Кто-то вошел в квартиру Койпера и сейчас находился там. Как некто вошел в дом? Кроме адвоката или его дочери, впустить посетителя было некому, и Манн оказался перед дилеммой: спуститься вниз и задать вопрос господину Швейцеру или стоять здесь, ожидая, что вошедший, в конце концов, выйдет и окажется перед необходимостью ответить на вопросы детектива?
А если, пока Манн будет бегать вниз и обратно, некто скроется так же таинственно, как появился?
– Интересно, – сказал Макс Веенгартен, – кто бы это мог быть?

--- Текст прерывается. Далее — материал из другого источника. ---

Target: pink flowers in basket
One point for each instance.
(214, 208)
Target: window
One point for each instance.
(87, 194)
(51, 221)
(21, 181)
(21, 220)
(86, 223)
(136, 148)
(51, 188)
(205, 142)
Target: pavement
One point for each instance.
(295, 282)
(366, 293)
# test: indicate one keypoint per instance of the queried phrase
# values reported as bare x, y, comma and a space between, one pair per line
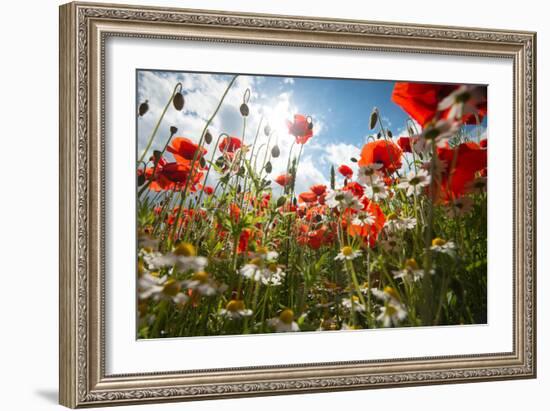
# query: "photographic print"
293, 204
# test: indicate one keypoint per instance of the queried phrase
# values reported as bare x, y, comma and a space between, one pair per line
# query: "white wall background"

Он выкатился на своей коляске к порогу квартиры и выглядывал из-за полуоткрытой двери. Места рядом для Хельги не осталось, но ей было любопытно, и ее недовольный голос Манн слышал из глубины прихожей.
– Меня это тоже интересует, – сказал детектив, перегнувшись через перила, чтобы видеть Веенгартена. – Вы не могли бы проследить, пока я спущусь вниз и спрошу господина адвоката, не впустил ли он кого-нибудь в дом?
– Конечно, – сказал Макс. – Боюсь только, что если нужно будет задержать…
– Надеюсь, до этого не дойдет, – бодро сказал Манн, спустившись с третьего этажа и помогая Максу выкатить коляску на лестничную площадку. – Все равно ему не миновать парадной двери, верно? Или в доме есть другой выход?
– Есть, конечно, – сказал Макс. – Но он заперт и очень редко открывается, разве что когда нужно внести или вынести крупногабаритный предмет. И еще есть выход на чердак, вы не обратили внимание: люк в потолке открыт или заперт?
– Заперт, – вспомнил Манн. Он уже обратил внимание на этот люк – закрытый и с большим висячим замком. Добраться до него можно было, только встав на стремянку. Нет, этот путь исключается.
Оставив Макса и Хельгу (она выехала к мужу) сторожить неизвестно кого, Манн сбежал по лестнице и позвонил адвокату, ожидая еще раз увидеть его дочь. Дверь, однако, открыл сам господин Швейцер – он уже переоделся на ночь, на нем была серая, в мелкую клеточку, пижама и тапочки на босу ногу.
– Вы еще здесь? – хмуро сказал Швейцер.
– Вы кого-нибудь впускали в дом три-четыре минуты назад? – спросил Манн.
– Нет, – буркнул адвокат. – Вы были последним, кто вошел. Все?
Манн не успел ответить – дверь перед его носом захлопнулась.
Парадная дверь была закрыта, Манн подергал ее для верности, войти можно было, либо зная код, либо имея ключ, либо позвонив по интеркому кому-нибудь из жильцов.